E, a respeito da ausência de “tribunais superiores”:

não se pode negar que as leis dos advogados ou a lei do judiciário possam tender a adquirir as características–inclusive as indesejáveis–da legislação, sempre que juristas ou juízes forem designados a decidir sobre um caso. (…) No presente, o mecanismo do Judiciário, em certos países com “tribunais supremos” estabelecidos, resulta na imposição das visões pessoais dos membros desses tribunais–ou de uma maioria deles–sobre todas as outras pessoas envolvidas, sempre que há uma grande discordância entre a opinião dos primeiros e as convicções das últimas. Mas (…) essa possibilidade, longe de estar necessariamente implícita na natureza das leis dos advogados ou da lei judiciária, é mais um desvio desta.[5]

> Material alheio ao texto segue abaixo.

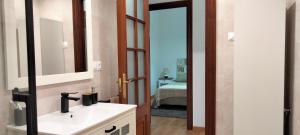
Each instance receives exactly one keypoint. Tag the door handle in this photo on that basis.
(119, 82)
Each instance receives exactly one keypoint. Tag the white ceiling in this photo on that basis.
(161, 1)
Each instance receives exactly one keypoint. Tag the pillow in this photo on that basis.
(181, 75)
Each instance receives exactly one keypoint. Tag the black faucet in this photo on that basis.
(65, 101)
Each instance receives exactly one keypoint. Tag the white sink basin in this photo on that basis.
(78, 119)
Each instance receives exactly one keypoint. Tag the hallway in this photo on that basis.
(172, 126)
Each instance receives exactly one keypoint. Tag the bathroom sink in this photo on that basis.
(79, 118)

Além destas aberrações, a imposição das visões pessoais dos juízes eram mantidas a um nível mínimo: (a) através do fato de que os juízes só podiam tomar decisões quando os cidadãos privados levavam os casos a eles; (b) a decisão de cada juiz se aplicava apenas ao caso específico; e (c) porque as  decisões dos juízes e advogados do direito comum sempre consideravam os precedentes dos séculos anteriores. Além do mais, como Leoni aponta, ao contrário das legislaturas ou do executivo, onde maiorias dominantes ou grupos de pressão passam por cima das minorias, os juízes, em virtude da própria posição que ocupam, são obrigados a ouvir e pesar os argumentos das duas partes envolvidas em cada disputa. “As partes são iguais para o juiz, no sentido de que são livres para produzir argumentos e evidências. Não constituem um grupo no qual minorias dissidentes dão lugar a maiorias triunfantes.” E Leoni aponta a analogia entre este processo e a economia de livre mercado: “É claro que os argumentos podem ser mais fortes ou mais fracos, da mesma forma que podem ser mais fortes ou mais fracos, no mercado, os compradores e os vendedores; mas o fato de que todas as partes podem produzi-los é comparável ao fato de que todo mundo pode competir individualmente com todo mundo, no mercado, a fim de comprar ou vender.”[6]

O professor Leoni descobriu que, na área do direito privado, os juízes da Roma Antiga operavam da mesma maneira que os tribunais do direito comum inglês:

O jurista romano era uma espécie de cientista: os objetos de sua pesquisa eram as soluções para os casos que os cidadãos submetiam a ele para estudo, da mesma forma como os industriais hoje, submetem a um físico ou a um engenheiro um problema técnico relativo a suas fábricas ou a sua produção. Consequentemente, o direito privado romano era algo a ser descrito ou descoberto, não algo a ser promulgado—um mundo de coisas que estava ali, como parte da herança comum a todos os cidadãos romanos. Ninguém promulgara aquela lei; ninguém podia mudá-la por um exercício qualquer de sua vontade pessoal. (…) Esse é o conceito de longo prazo ou, se preferirmos, o conceito romano da efetividade da lei.[7]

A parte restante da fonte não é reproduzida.